ひん曲がっている
わたしの毛根はひん曲がっています。
くせ毛は、毛根の形が曲がっているために生えてくる髪がうねってしまうというのをご存知でしょうか。うちは父も母もくせ毛。疑いようもなく、わたしの毛根はひん曲がっているのです。
「あいは、その髪で飛べるんでしょう」
中学の担任に言われました。
中学時代まで髪を短くしていたので、顔のすぐ横、こめかみあたりにかかる髪がピンと外ハネしました。まるで顔の横に羽が生えたようなシルエット。長く伸ばせば重力に負けるため、それ以来、ロングヘアになりました。
10年後。
なんで、シャワーを浴びた直後だというのにはねているのでしょう。人生で1番髪を短くして、毛先が肩につくことはありません。でも、襟足を離れてすぐの後ろ髪が、ピンと左に大きくなびいているのが鏡越しに見えます。風もないのに流れる髪。寝癖でもないのに、しっとりと濡れているのにはねる髪。

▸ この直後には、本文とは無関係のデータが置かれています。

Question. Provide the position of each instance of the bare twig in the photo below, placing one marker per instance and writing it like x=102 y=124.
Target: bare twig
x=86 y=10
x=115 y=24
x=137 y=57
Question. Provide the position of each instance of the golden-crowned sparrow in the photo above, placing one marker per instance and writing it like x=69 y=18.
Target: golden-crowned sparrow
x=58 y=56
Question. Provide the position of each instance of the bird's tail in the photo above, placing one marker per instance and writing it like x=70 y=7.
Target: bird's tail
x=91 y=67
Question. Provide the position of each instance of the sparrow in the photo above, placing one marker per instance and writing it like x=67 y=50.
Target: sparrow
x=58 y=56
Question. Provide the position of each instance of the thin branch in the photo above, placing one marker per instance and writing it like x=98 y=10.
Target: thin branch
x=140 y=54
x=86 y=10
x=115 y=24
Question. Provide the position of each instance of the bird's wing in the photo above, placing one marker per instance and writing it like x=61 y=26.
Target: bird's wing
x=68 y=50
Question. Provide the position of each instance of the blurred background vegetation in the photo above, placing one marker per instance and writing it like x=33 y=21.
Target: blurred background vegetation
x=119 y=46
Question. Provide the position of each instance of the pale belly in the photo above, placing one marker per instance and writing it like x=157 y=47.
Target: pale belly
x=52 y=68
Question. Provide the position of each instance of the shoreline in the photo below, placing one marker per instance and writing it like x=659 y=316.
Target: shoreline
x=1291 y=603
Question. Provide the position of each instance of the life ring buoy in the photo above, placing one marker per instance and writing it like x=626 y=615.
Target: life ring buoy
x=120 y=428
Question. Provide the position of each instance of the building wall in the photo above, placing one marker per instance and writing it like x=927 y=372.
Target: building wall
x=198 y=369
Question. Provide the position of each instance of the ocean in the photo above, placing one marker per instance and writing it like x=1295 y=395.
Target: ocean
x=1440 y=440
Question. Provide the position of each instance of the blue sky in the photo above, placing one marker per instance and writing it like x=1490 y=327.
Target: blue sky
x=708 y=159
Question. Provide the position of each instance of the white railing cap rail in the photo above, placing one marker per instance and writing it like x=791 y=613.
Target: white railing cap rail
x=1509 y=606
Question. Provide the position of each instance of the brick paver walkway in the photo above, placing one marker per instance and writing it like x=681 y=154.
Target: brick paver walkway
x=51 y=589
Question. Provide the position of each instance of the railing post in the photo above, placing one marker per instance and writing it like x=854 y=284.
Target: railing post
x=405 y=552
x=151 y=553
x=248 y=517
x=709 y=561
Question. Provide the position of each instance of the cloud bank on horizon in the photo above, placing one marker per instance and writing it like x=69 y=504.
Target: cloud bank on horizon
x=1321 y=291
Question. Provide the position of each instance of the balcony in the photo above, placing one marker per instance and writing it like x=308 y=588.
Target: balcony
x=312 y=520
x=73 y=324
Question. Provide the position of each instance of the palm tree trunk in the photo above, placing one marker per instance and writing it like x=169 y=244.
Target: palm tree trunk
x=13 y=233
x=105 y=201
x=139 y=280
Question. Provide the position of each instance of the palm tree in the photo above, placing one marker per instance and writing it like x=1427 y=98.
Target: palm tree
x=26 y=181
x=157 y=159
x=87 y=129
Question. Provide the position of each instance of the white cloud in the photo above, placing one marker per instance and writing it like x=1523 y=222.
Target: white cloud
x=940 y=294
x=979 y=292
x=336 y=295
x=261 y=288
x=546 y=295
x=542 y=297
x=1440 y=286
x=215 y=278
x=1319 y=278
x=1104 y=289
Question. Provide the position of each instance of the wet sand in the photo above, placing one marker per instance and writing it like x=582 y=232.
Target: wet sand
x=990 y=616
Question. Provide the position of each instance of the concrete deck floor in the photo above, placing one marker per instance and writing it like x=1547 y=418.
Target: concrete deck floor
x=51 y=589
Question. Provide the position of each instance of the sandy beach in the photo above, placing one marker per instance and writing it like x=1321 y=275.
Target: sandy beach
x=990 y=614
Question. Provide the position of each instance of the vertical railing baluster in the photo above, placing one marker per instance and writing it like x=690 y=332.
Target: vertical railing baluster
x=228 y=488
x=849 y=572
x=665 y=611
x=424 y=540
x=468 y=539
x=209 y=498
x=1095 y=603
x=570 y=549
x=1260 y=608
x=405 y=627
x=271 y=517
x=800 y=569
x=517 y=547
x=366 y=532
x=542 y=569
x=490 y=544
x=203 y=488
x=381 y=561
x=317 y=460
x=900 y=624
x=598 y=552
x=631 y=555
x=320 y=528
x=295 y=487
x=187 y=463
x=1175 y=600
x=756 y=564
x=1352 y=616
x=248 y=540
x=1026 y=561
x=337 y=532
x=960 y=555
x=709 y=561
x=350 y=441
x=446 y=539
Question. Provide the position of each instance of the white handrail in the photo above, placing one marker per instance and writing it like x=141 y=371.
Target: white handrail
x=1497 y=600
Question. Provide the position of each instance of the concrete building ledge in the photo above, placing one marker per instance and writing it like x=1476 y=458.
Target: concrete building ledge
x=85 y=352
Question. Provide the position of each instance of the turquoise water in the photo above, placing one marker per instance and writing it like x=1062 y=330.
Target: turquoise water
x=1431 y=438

これはもう、毛根がひん曲がっているとしか言いようがありません。
鏡に、髪をアイロンで撫でつけ、ハードタイプのヘアスプレーでガチガチにかためた、中学時代のわたしがちらりと映りました。必死になって押さえつけて、こめかみのところなんて不自然な束になっています。でも、これがはね上がって羽のようなシルエットを作るよりマシでした。
その姿を振り払うように、オイルを馴染ませ、ブラシを通しながらドライヤーをかけ、ワックスで仕上げるわたしがいます。忌々しいくせ毛。その想いは今も昔も変わりません。でも、あの頃はもっと暗い顔をして、鏡と睨めっこしていました。はねてしまった髪を撫でつけて、それでもひん曲がるので、まあ、もういいでしょう。
オレンジのアイシャドウをのせて、テラコッタリップをひいて。
ノースリーブに、ドルマン袖のカーディガン。
大ぶりのピアスが揺れるので、はねた髪なんて気になりません。
あの頃のわたしに、教えてあげたいと思いました。